The survey of herpetofauna(amphibians and reptiles) has been completed in protected areas under Trivandrum Wildlife Division, including Neyyar, Peppara Wildlife Sanctuaries, and Agasthyavanam Biological Park. Though surveys have previously been conducted separately in each of these protected areas, this is the first time a team consisting of researchers, students, and naturalists is conducting a survey of amphibians and reptiles covering the whole area.
The survey was conducted from September 20 to 24 and organized by Kerala Forest and Wildlife Department and Aranyakam Nature Foundation. Around 75 volunteers from research institutes, including St. Joseph’s College, Irinjalakuda, Kerala Forest Research Institute, University of Calicut, Kerala University, Kerala Veterinary University, Forestry College, Farooq College, and NGOs like Malabar Natural History Society, Travancore Natural History Society participated in the survey along with 50 forest officers.
Orange-lipped Lizard Photo: Nihal Jabeen
Trivandrum Wildlife Division Wildlife Warden Shri. Suresh Babu IS, researchers Dr. Sandeep Das, Dr. Rajkumar KP, Mr. Nitin Divakar, Neyyar Assistant Wildlife Warden Shri. Brijesh Vasanthan, Peppara Assistant Wildlife Warden Shri. Salin Jose, Agasthyavanam Assistant Wildlife Warden Shri. Anish Kumar and Aranyakam Managing Trustee Shri Dhruvaraj S led the survey.
Kani Bush Frog Photo: Sandeep Das
To cover all habitats of the protected area spread over 212 square kilometers, 17 camps with forest officials, students, and naturalists as members were set up. The team conducted the study from 8 am to 12 pm and 6 pm to 12 am. 67 species of amphibians and more than 80 reptiles were recorded during the survey. The Orange-lipped Lizard that was recorded from Peppara Wildlife Sanctuary is one of the rarest species of reptiles in the Western Ghats. Dr. Sandeep Das commented that this is just the fifth record of these lizards found only in the Agasthyamala region. The survey team also opined that one species of caecilian and three species of shieldtail snakes recorded during the survey should be subjected to detailed studies. This survey discovered more than three species of amphibians and about ten species of reptiles that have not been previously reported from these protected areas.
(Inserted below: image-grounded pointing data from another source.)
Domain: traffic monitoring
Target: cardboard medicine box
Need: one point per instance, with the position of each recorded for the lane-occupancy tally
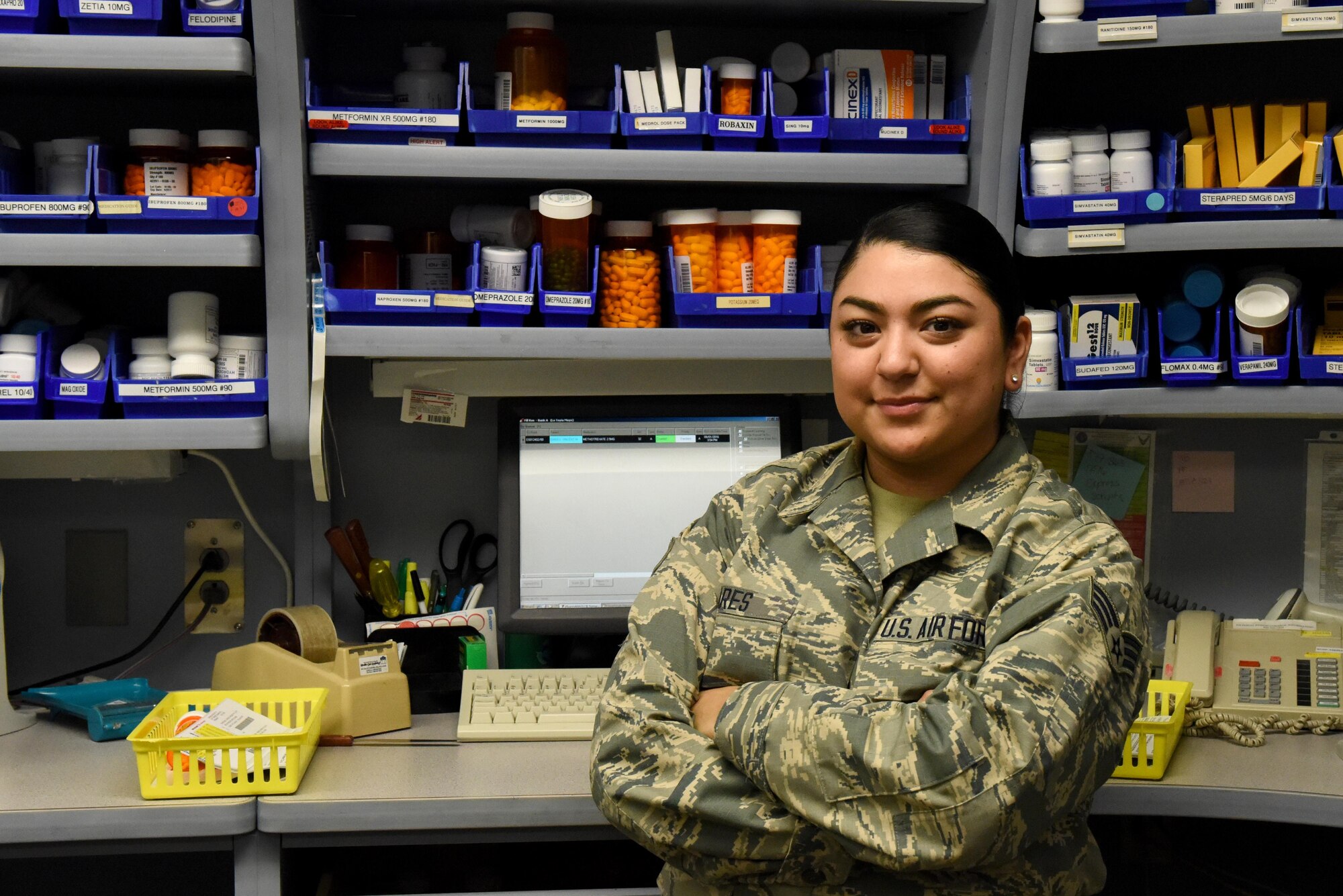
(1103, 326)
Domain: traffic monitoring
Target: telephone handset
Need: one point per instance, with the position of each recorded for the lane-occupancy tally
(1286, 664)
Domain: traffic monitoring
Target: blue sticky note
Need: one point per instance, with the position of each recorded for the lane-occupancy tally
(1107, 481)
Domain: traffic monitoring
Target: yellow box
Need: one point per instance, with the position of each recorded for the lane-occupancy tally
(1201, 162)
(173, 768)
(1153, 738)
(1277, 164)
(1225, 132)
(1247, 140)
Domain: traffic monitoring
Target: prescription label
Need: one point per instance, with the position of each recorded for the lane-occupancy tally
(216, 19)
(558, 122)
(1106, 369)
(1094, 205)
(1248, 197)
(179, 203)
(660, 122)
(1127, 28)
(742, 302)
(436, 408)
(1256, 366)
(107, 8)
(402, 299)
(48, 207)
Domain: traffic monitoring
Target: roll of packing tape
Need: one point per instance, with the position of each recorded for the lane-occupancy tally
(307, 631)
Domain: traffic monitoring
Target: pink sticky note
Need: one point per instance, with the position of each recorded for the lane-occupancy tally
(1204, 482)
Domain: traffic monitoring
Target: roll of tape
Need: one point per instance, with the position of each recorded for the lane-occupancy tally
(307, 631)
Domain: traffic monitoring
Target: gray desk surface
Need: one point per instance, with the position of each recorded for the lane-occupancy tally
(58, 785)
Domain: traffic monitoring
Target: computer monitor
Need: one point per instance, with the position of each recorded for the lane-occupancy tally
(592, 491)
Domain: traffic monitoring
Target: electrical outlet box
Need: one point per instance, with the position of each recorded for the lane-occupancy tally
(201, 537)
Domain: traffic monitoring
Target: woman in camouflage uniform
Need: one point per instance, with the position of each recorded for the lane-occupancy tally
(899, 664)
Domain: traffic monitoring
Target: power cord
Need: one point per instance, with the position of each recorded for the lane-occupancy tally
(261, 533)
(212, 562)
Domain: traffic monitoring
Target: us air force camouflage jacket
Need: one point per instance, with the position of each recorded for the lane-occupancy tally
(1012, 599)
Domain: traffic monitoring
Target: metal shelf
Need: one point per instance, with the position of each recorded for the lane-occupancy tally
(132, 435)
(1043, 242)
(1177, 31)
(574, 344)
(1188, 401)
(886, 169)
(131, 250)
(115, 52)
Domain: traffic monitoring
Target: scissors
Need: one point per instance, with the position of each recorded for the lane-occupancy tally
(469, 570)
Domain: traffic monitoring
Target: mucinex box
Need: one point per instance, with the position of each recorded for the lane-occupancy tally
(875, 83)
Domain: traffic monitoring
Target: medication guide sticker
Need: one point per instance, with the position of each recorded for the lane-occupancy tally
(202, 388)
(1087, 238)
(1242, 197)
(437, 408)
(661, 122)
(1313, 20)
(1127, 28)
(402, 299)
(1255, 366)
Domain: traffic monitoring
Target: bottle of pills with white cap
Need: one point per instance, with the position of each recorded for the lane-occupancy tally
(1043, 358)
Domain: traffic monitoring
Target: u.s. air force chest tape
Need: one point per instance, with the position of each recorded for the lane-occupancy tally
(745, 644)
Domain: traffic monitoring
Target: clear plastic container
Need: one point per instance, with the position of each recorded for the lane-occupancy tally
(226, 164)
(531, 66)
(695, 250)
(369, 259)
(737, 83)
(776, 250)
(158, 164)
(631, 286)
(565, 239)
(734, 243)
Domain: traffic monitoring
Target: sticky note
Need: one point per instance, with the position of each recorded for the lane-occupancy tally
(1204, 482)
(1107, 481)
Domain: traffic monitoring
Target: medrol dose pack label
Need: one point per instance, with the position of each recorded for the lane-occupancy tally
(875, 83)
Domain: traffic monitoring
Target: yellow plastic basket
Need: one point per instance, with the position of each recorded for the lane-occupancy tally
(173, 768)
(1153, 738)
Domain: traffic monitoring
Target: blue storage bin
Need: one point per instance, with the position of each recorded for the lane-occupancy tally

Speaking during the closing ceremony, Wildlife warden Shri Suresh Babu IS concluded that such surveys are an insight into how inhabitants of microhabitats like reptiles and amphibians form an integral part of biodiversity, just like elephants and tigers, and that their protection is important not just for the ecosystem but also for our future wellbeing.
Spotted Leaping Frog, Beddome’s Toad, Kallar Torrent Frog, Kani Bush Frog, and 55 of the total 67 amphibians recorded in the survey are endemic to the Western Ghats. The report also included the Chalazodes Bubble Nest Frog and the Large Ponmudi Bush Frog, which are in the Critically Endangered category. All 16 species belonging to the threatened category (Critically Endangered, Endangered & Vulnerable) under the IUCN Red List were surveyed. Dr. Sandeep Das mentioned that Neyyar and Peppara Wildlife Sanctuaries have more amphibian diversity than any other protected area in Kerala.
Out of the 80 reptiles recorded, 42 are found only in the Western Ghats and eight reptile species are under the Vulnerable, Endangered, and Near Threatened list of the IUCN Red List. Cochin Cane Turtle and Indian Kangaroo Lizard are in the Endangered category, and Mugger Crocodile and Travancore Tortoise are in the Vulnerable category. According to Dr. Rajkumar the recording of the Travancore Cat Snake, which is relatively rare among cat snakes, Agastya Pacholan (Keeled Vine Snake), Travancore Vine Snake, and Travancore Pit Viper, found only in the Agastya Hills, indicate the importance of the rich biodiversity in the Agasthyamala Hills.